Présentation du rapport d'ASFC sur l'observation de 15 enquêtes et poursuites pénales en Colombie : une rencontre inspirante entre des victimes et les juristes de demain à Bucaramanga
Catégorie(s): Coopération volontaire, Droits humains, Colombie, 2016
L’auteure, Me Stelsie Angers, est conseillère juridique volontaire déployée en Colombie dans le cadre du projet «Protection des enfants, femmes et autres collectivités vulnérables» mis en œuvre par Avocats sans frontières Canada (ASFC) et le Bureau international des droits des enfants (IBCR) grâce à l'appui financier du gouvernement du Canada accordé par l'entremise d'Affaires mondiales Canada.
Le 19 mai dernier, à Bucaramanga, capitale du département de Santander (nord-est), j’ai eu la chance d’organiser et de participer avec mes collègues Simon Crabb, coordinateur d’ASFC en Colombie, et Felipe Peña, conseiller juridique volontaire, à la présentation du dernier rapport élaboré et produit par notre équipe. Ce rapport est le résultat de plus de deux ans d’observation de 15 enquêtes et poursuites pénales portant sur des allégations de crimes contre l’humanité et de crimes de guerre, dont des cas de violence sexuelle, d’exécutions extrajudiciaires, de torture et de déplacement forcé. Il présente une analyse des procédures judiciaires à la lumière du principe de complémentarité émanant du Statut de Rome de la Cour pénale internationale (CPI).
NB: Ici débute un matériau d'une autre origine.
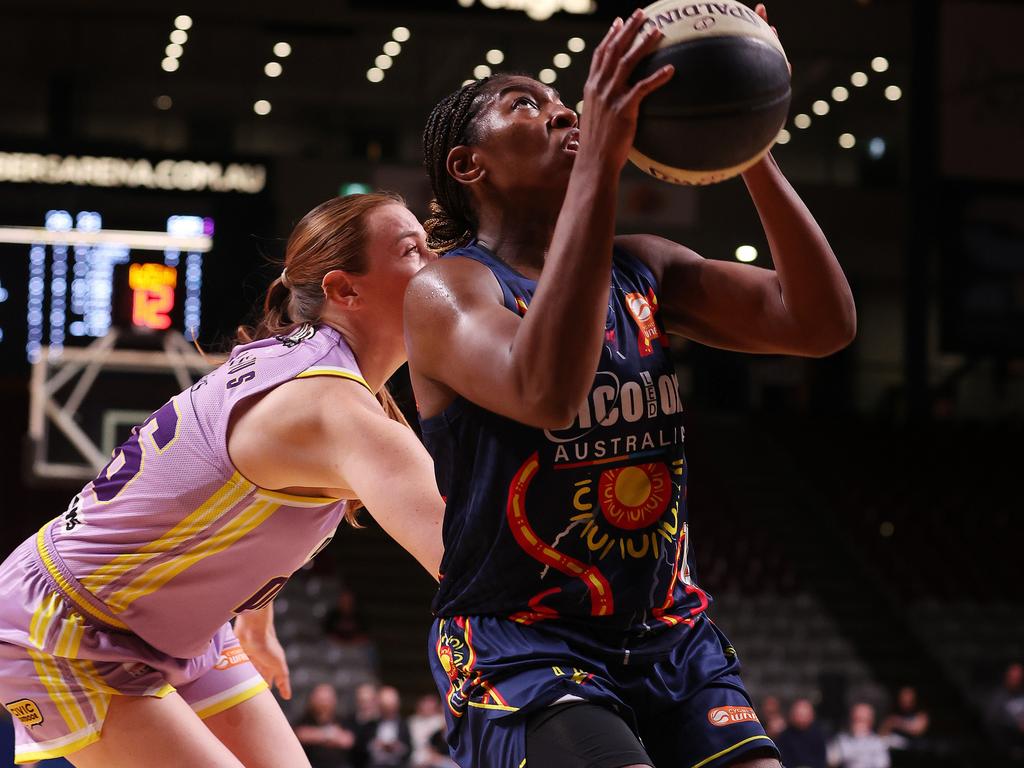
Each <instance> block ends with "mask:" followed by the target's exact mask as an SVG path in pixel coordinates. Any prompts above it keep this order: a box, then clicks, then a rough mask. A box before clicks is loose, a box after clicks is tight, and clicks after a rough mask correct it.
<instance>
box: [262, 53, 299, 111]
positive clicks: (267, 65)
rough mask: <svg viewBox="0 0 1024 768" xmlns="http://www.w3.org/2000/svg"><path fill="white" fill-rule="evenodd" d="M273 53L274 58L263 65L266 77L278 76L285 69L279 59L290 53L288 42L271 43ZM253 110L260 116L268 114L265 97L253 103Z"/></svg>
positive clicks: (279, 77)
mask: <svg viewBox="0 0 1024 768" xmlns="http://www.w3.org/2000/svg"><path fill="white" fill-rule="evenodd" d="M272 50H273V55H274V58H272V59H270V60H269V61H267V62H266V63H265V65H263V74H264V75H266V76H267V77H268V78H280V77H281V74H282V73H283V72H284V71H285V66H284V65H283V63H281V61H280V60H279V59H282V58H288V57H289V56H290V55H292V46H291V44H290V43H286V42H285V41H284V40H282V41H281V42H276V43H274V44H273V48H272ZM253 112H255V113H256V114H257V115H259V116H260V117H264V116H266V115H269V114H270V102H269V101H268V100H267V99H265V98H260V99H257V100H256V101H255V102H254V103H253Z"/></svg>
Cette étude a été réalisée dans le cadre du projet « Renforcement du Statut de Rome en Colombie », qu’ASFC met en œuvre conjointement avec le bureau d’Avocats sans frontières à Bruxelles. Partant des conclusions du rapport intérimaire du Bureau du Procureur de la CPI de novembre 2012 sur la situation de la Colombie, l’équipe d’ASFC, en collaboration avec ses partenaires, a sélectionné dès 2013 certains dossiers emblématiques dans l’espoir qu’au terme de la période d’observation, elle serait en mesure de formuler des recommandations de nature à contribuer à l’amélioration de l’accès à la justice des victimes de crimes internationaux. Pour réaliser cette analyse, ASFC a compté sur la participation de trois avocates et d’un avocat défenseur-e-s des droits humains et représentant-e-s de victimes dans les dossiers sélectionnés, ainsi que sur la participation des victimes par l’entremise d’entrevues et d’ateliers de formation.
Pour cette activité publique organisée avec l’appui de l’organisation « Equipo juridico Pueblos » et la Faculté de droit et de sciences politiques de l’Université industrielle de Santander (UIS), nous avons pu compter sur la présence de certaines victimes et leurs familles ainsi que des membres de la communauté universitaire, principalement des étudiant-e-s en droit. Cet évènement, qui a réuni plus de 60 personnes, a non seulement permis aux victimes de prendre la parole afin de s’exprimer sur les obstacles rencontrés dans leur lutte pour la justice, la vérité et l’accès à une procédure judiciaire juste et équitable, mais a aussi permis aux étudiant-e-s de se sensibiliser et de comprendre l’ampleur des enjeux en terme de justice et du respect des droits des victimes, notamment dans le contexte actuel des négociations de paix en Colombie. Pour reprendre les mots d’une étudiante en droit de dernière année, cet échange a permis de faire des liens concrets entre ce qu’ils apprennent dans leurs cours et les livres et une réalité douloureuse qui touchent beaucoup de Colombiens et Colombiennes. Cette prise de conscience est d’autant plus importante pour les futurs juristes qui auront à jouer un rôle central et primordial afin d’assurer le respect des droits des victimes dans l’application des mécanismes de justice transitionnelle.
La famille Muñoz, qui a participé a l’évènement, a présenté les différents obstacles vécus dans le cadre du procès pour le meurtre de Vinicio Muñoz, humble fermier exécuté selon la pratique bien connue en Colombie que sont les « faux positifs », c’est-à-dire des civils assassinés par des soldats désireux de les présenter à leurs supérieurs comme des ennemis tués au combat dans le but de toucher les primes offerts aux « plus méritants ». Ils ont mentionné notamment les pratiques dilatoires des avocats de la défense, l’intimidation des membres de la famille par des agents de l’État et la lutte constante et quotidienne afin de faire valoir leurs droits en tant que victimes. Cet exercice a aussi engendré une nouvelle vague d’énergie et d’espoir pour les victimes afin de poursuivre leur lutte pour la justice et la mémoire de leurs proches.
En somme, cette rencontre fut un succès tant pour ASFC que pour les personnes présentes que ce soit les victimes ou les étudiants et les membres de l’équipe, rappelant l’importance d’un dialogue ouvert entre les membres de la société colombienne afin de contribuer à la lutte contre l’impunité et la construction d’une paix durable.